Chinese banks are striving to provide better financial services for high-end clients, a move designed to compete with their rivals from abroad.
Shanghai Pudong Development Bank is offering up to three billion yuan in credit line over the next three years to Shanghai-based Eastern Airlines.
This is the third package of credit support provided for the company in two months.
China's two largest banks, the Industrial and Commercial Bank of China (ICBC), and Bank of China, also offered credit lines of 17.6 billion yuan and 12 billion yuan respectively to the airline.
Experts in the banking community explained that companies like the airline are high-end clients which banks are competing for.

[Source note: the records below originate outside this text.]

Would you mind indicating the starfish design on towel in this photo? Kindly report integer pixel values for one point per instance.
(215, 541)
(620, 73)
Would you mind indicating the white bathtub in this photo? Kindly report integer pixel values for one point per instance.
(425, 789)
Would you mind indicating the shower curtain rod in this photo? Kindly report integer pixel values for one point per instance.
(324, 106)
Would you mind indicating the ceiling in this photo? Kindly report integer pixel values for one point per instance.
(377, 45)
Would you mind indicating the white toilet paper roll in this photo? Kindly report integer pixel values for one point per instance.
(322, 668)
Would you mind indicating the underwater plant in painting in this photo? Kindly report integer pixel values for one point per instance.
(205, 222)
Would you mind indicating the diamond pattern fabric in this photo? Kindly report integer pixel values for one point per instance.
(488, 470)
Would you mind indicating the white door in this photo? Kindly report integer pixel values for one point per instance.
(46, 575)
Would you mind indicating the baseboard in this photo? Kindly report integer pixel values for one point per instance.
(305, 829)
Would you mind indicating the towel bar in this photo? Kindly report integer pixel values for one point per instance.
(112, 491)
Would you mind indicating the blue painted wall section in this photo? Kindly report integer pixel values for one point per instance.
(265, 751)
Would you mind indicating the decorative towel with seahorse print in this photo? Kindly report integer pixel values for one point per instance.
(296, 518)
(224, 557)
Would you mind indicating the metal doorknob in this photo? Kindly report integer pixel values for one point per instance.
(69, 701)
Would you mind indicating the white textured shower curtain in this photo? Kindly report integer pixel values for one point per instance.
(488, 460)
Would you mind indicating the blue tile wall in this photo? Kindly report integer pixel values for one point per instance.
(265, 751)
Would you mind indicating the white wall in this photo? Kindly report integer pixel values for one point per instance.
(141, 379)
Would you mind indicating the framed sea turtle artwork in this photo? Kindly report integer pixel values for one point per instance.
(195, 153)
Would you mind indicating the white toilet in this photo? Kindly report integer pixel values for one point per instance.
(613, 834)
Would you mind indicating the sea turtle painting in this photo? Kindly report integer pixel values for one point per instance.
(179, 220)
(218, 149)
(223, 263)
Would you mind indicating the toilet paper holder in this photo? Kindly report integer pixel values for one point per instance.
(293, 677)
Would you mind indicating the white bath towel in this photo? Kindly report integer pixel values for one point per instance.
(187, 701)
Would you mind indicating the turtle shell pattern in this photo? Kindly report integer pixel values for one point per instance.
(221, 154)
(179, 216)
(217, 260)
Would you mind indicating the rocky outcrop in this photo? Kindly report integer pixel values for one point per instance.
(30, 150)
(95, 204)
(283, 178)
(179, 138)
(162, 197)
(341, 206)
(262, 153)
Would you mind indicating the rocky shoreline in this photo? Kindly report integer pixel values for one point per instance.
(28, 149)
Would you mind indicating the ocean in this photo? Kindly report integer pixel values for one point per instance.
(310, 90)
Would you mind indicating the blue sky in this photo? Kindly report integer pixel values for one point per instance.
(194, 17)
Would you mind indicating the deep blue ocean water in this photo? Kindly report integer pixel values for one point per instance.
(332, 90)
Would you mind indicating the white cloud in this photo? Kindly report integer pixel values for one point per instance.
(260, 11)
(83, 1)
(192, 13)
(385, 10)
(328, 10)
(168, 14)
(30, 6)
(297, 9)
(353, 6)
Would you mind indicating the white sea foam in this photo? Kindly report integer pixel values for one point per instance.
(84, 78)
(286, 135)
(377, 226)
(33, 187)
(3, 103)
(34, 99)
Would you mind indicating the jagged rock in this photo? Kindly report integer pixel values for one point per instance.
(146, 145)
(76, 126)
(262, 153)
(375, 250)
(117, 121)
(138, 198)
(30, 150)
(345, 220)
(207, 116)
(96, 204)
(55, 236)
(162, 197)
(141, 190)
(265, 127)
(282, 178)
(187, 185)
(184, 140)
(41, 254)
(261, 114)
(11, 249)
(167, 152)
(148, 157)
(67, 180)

"High-end" refers to companies or individuals whose business or personal financing involves huge sums of money. They usually have strong solvency and good credit.
The experts said 80 percent of the profits of Chinese banks come from high-end clients, about 10 percent of their customers, compared with 20 percent in the international banking industry.
A Chinese bank employee told Xinhua a big client may be more attractive than 100 ordinary ones.
Mobile phone producer Ericsson shocked the Chinese banking sector by repaying its immature loans in advance to a Chinese bank, and striking a partnership deal with an overseas bank.
Newspaper commentators described the Ericsson case as the first where overseas banks compete with Chinese counterparts for high-end clients.
China has promised to open up its financial service sector step by step, and a growing number of overseas banks are expected to be licensed in coming years to launch financial services.
Wang Zhile, an expert on multinationals, said several state-owned banks began to solicit multinationals a few years ago, especially from the world's top 500 companies.
The Shanghai Branch of the ICBC recently launched special services for key clients, and the Shanghai Branch of the Bank of Communications last month introduced personalized financing services to individuals with considerable financial assets.
Insiders say all those moves aim to win over clients they value most through better services.